Bench Memos

Law & the Courts

The Left’s Secret Judges List

Law School Graduates Supreme Court
(Erin Schaff/Reuters)

Last weekend, the New York Times ran a story about “Building the Bench,” an initiative led by liberal dark-money groups preparing a secret list of judges in case a Democrat wins in 2020, and in turn the opportunity to pack the federal courts with progressive judges in a post-Trump Era.

Their goal is to copy the wild success of “The List,” President Trump’s novel initiative in 2016 to publicize the specific names of individuals he would nominate to Justice Scalia’s Supreme Court seat following the justice’s death.

The individuals on then-candidate Trump’s list were well-respected federal and state judges.  The list demonstrated to voters that Trump was a presidential candidate who cared deeply about the courts and rule of law, and would in turn nominate justices and judges who were committed to the rule of law. When he supplemented the initial list in September 2016, Trump vowed to “appoint justices who, like Justice Scalia, will protect our liberty with the highest regard for the Constitution.”

The List proved instrumental to President Trump’s eventual victory in 2016.  Exit polls showed that for one in five voters in the 2016 election, the Supreme Court was the top issue. Of that group, 57 percent voted for President Trump. And President Trump made good on his campaign promise, first nominating Justice Neil Gorsuch and later Justice Brett Kavanaugh to seats on the Supreme Court.

But there’s one big difference between President Trump’s List and this new liberal initiative: Trump’s list was public, but this new liberal list is being kept secret.

One of its principal organizers and sponsors is reportedly Alliance for Justice, a progressive group that has fought vigorously against President Trump’s judicial nominees at every turn, often smearing and misrepresenting their records. (Look back at my post about now-D.C. Circuit judge Neomi Rao if you need to refresh your recollection about the AFJ and their antics.)

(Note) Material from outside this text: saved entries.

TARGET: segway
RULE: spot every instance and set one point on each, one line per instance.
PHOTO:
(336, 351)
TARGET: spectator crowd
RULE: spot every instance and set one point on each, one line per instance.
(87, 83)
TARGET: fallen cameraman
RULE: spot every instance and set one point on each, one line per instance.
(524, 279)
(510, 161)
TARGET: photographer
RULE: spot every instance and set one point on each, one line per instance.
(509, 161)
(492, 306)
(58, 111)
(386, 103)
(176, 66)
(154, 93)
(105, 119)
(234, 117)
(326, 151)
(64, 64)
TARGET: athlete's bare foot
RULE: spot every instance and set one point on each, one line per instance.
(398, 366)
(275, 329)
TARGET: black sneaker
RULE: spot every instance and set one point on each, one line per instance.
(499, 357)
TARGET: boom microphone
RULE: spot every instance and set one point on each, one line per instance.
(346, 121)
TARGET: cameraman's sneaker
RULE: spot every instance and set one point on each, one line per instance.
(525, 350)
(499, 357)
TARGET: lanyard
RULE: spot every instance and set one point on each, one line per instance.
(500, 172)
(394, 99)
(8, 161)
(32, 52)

According to the New York Times, “a number of other liberal advocacy groups and labor unions” are partnering with AFJ to put up Building the Bench. But no one knows who exactly these unnamed “liberal advocacy groups” are, what they want from our courts, or who is funding them. The AFJ has posted on its website a job posting for a counsel to help run Building the Bench. The posting notes that one of the necessary qualifications is “[e]xperience in civil rights, labor, consumer and/or constitutional law,” hinting that the list is probably dominated by lawyers who hold extreme views on everything from racial preferences and unions to the Second Amendment.  Do any of these “liberal advocacy groups” have interests before the Supreme Court? Seems likely.

Recently we have heard quite a bit about the idea of expanding the Supreme Court, with a number of Democratic presidential candidates warmly embracing the idea. Kamala Harris has said that she is “open to increasing the numbers on the Supreme Court,” as have Senators Elizabeth Warren and Kirsten Gillibrand. Pete Buttigieg has floated a proposal to expand the number of justices on the Court from nine to 15, with five Republican-appointed justices, five-Democrat-appointed justices, with those ten selecting the other five (a plan that is very clearly unconstitutional).  Beto O’Rourke has suggested a similar plan to Buttigieg’s. Other lesser-known candidates, such as Governor Jay Inslee, Andrew Yang, and Wayne Messam have also said they would be open to adding justices on the Court.

When a Court-packing plan was last proposed in 1937 by President Franklin D. Roosevelt, it was correctly viewed as an illegitimate attempt by Roosevelt to do an end-run around the Supreme Court and its cool reception to FDR’s New Deal legislation. But history has a way of repeating itself, and now 82 years later, the majority of 2020 Democrat contenders are chiming in to support the very radical idea of packing the court with political agenda-driven justices.  And now there is a new dark money group to aid in the process of identifying and vetting those potential justices.

So the question remains: Who is on the list?  Why are the Democratic candidates, and these groups, so afraid to say exactly who they would want to nominate to the Supreme Court?  What are they hiding?

Carrie Severino is chief counsel and policy director to the Judicial Crisis Network.